I remember these things like most people remember fond memories of loved ones. It is that only these tortures memories were, are my only friends. Why must I always be submerged in darkness even in light? I wonder if it is just me. This is who I am. Depression is often described as though a dark cloud is always hanging overhead. Always ready to rain. The feelings never ends. Forty more years of this seems like an eternity yet the last thirty went to fast to be doing nothing at all. Choosing a path is so much harder without a trail. So much harder in the rain from a storm that blinds my eyes. Built to be stronger than the way I portray in my life. Though maybe I am weak after all. Too weak to see the good that I still have left in me. Seems to lie with in the same region as happiness. It comes and goes, but really I’d love to be the one to destroy it all.
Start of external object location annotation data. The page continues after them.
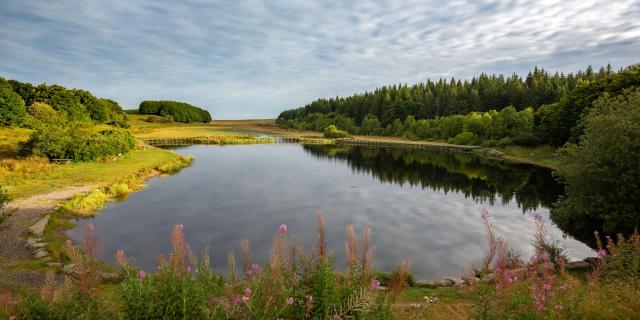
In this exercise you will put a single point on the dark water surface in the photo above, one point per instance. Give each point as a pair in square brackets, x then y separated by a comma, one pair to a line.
[425, 205]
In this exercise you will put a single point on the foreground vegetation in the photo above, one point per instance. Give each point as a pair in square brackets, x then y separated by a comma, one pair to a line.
[304, 284]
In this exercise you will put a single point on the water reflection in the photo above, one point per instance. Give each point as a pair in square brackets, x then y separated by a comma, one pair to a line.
[483, 180]
[427, 206]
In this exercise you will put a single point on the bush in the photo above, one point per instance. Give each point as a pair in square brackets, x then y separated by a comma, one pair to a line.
[77, 141]
[465, 137]
[601, 172]
[333, 133]
[179, 111]
[86, 203]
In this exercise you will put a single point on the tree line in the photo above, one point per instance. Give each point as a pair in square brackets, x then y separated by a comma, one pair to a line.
[76, 104]
[547, 107]
[65, 123]
[177, 111]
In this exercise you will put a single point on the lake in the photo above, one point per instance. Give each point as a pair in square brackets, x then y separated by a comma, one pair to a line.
[424, 205]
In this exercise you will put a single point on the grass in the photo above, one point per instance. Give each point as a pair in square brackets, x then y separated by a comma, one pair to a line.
[141, 128]
[453, 303]
[540, 155]
[56, 177]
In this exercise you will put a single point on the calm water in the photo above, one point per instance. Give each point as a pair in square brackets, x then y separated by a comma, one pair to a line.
[420, 204]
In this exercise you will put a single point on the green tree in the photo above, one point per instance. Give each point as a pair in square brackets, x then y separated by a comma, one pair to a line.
[12, 109]
[601, 172]
[371, 125]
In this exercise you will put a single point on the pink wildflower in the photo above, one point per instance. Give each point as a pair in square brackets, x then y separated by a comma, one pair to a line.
[485, 214]
[375, 284]
[537, 217]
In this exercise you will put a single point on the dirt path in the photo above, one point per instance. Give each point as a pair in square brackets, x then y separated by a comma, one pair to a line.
[14, 255]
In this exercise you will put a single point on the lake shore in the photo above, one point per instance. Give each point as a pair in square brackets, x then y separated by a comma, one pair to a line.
[31, 242]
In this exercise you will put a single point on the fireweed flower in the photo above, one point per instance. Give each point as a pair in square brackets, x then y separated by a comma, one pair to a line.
[375, 284]
[537, 217]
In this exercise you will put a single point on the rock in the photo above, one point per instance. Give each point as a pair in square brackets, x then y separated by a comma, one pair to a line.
[489, 278]
[68, 269]
[38, 228]
[495, 153]
[110, 276]
[425, 284]
[579, 265]
[545, 267]
[444, 283]
[592, 260]
[37, 246]
[456, 281]
[31, 242]
[41, 254]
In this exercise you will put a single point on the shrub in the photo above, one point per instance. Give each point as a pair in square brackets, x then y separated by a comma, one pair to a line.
[176, 165]
[465, 137]
[179, 111]
[86, 203]
[333, 133]
[77, 141]
[534, 290]
[601, 172]
[118, 190]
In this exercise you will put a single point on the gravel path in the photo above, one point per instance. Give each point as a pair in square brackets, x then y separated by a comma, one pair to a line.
[23, 214]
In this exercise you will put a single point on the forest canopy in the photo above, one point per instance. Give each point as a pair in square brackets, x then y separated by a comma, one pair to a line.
[178, 111]
[75, 104]
[66, 123]
[548, 107]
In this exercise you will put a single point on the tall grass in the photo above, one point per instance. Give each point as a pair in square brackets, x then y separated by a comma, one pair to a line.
[294, 284]
[541, 288]
[89, 203]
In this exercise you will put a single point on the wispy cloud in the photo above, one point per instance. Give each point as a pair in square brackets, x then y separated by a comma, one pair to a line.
[249, 58]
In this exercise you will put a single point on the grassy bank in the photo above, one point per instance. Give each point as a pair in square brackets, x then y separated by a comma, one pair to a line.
[141, 128]
[30, 176]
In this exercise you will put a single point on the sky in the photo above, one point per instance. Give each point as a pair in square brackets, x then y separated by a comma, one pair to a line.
[247, 59]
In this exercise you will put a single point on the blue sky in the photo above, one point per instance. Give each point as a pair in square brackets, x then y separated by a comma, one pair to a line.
[253, 59]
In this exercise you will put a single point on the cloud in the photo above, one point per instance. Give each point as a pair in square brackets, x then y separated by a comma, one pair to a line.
[250, 58]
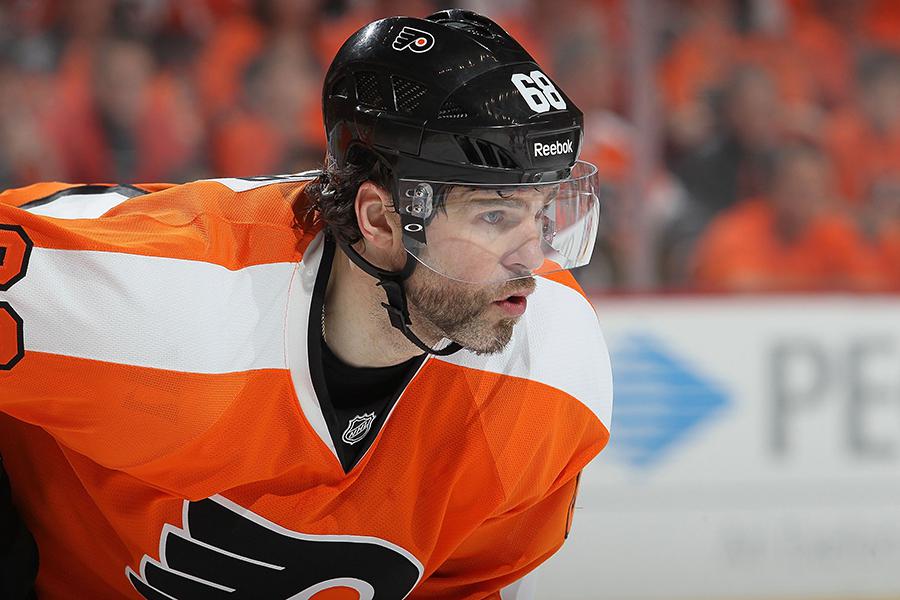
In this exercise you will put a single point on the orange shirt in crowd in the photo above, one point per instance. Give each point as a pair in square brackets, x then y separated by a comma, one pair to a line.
[859, 154]
[741, 251]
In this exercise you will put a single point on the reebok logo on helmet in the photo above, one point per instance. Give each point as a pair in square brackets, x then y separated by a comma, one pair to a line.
[554, 149]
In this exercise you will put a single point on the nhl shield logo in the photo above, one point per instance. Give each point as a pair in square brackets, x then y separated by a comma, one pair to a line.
[358, 427]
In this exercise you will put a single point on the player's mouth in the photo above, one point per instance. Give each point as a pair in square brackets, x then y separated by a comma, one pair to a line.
[513, 306]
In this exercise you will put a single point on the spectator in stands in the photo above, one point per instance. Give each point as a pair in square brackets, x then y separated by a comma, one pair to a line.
[864, 139]
[734, 164]
[790, 239]
[277, 118]
[130, 130]
[881, 221]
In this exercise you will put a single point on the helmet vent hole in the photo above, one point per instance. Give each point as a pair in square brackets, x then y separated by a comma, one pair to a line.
[368, 90]
[407, 94]
[471, 152]
[452, 110]
[343, 88]
[485, 154]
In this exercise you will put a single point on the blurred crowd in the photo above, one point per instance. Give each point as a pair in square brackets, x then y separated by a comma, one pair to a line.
[766, 158]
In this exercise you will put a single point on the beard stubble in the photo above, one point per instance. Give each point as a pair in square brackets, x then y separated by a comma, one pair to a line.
[461, 312]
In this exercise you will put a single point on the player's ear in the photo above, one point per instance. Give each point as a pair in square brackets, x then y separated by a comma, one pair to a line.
[377, 221]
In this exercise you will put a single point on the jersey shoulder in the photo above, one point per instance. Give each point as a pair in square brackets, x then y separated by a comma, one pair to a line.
[234, 222]
[545, 401]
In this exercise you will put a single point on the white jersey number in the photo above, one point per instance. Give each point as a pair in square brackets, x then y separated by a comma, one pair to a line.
[538, 91]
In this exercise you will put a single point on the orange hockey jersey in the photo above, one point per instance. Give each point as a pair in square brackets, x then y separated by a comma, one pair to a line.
[162, 433]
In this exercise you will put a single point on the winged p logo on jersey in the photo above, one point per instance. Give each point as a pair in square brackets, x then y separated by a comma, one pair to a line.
[224, 550]
[413, 39]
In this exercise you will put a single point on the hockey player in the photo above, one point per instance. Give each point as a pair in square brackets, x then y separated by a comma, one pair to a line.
[373, 381]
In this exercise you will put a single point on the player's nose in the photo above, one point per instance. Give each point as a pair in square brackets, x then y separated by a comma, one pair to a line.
[529, 255]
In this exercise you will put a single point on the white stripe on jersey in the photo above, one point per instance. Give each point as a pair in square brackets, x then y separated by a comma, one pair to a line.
[557, 336]
[79, 206]
[163, 313]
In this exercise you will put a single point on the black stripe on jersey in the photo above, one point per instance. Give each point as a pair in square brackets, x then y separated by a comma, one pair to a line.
[129, 191]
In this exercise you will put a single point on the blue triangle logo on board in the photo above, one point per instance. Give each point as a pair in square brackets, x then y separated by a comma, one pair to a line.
[661, 400]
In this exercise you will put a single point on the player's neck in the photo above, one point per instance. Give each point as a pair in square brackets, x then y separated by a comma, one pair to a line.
[357, 327]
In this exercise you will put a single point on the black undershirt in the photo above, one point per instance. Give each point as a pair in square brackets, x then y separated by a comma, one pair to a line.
[355, 401]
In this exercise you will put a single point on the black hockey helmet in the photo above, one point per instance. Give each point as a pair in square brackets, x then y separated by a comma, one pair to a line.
[481, 145]
[451, 97]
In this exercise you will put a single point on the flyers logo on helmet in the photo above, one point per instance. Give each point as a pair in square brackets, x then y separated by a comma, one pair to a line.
[224, 550]
[413, 39]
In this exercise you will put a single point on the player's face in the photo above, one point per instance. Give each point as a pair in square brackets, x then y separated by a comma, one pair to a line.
[487, 235]
[480, 318]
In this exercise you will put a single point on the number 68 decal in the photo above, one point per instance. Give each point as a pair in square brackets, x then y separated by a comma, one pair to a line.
[15, 250]
[538, 91]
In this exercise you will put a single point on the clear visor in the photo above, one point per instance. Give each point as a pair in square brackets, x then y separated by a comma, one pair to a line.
[494, 233]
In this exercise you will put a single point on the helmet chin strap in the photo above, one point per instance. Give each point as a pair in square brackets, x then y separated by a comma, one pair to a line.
[396, 306]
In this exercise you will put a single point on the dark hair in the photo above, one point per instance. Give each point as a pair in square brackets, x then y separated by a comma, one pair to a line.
[329, 201]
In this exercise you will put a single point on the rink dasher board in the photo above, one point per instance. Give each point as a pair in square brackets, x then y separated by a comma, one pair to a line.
[785, 485]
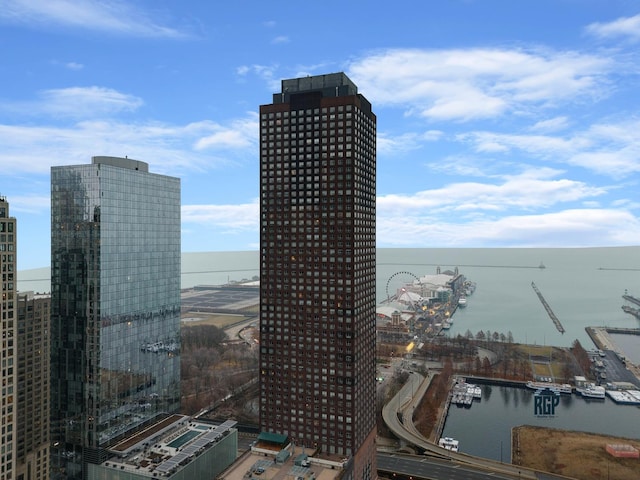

Burn it all down and absorb the screams. Enjoy the end much more than the beginning. Would be hard at first to go against nature. The day-to-day things might come back to haunt me. Faded memories, but I’d forget their faces after a time. I know by the time that it was all said and done I could get over the shock and aww. We paint the devil as a villain while giving him all the traits of a hero. A liberator of man only to be tinged by the flames he wanted all along. His punishment was his goal in the end. Who really won? We fight every moment to obtain what we are trained to never achieve. We praise Jesus, but worship Satan. Doing the right thing only gets you crucified. Suffer until there is nothing left. What if the bible is real, but we have miscomprehended it since the dawn of time? What then?
If God was among us what would she really have to say? Live your life or do it my way. It’s all the same as time goes on. We make choices for no reason at all and decisions on our own time. Nothing ever lasts, but we’ll wait until the last second to figure that out. Not an issue when there is still so much time left for me to decide.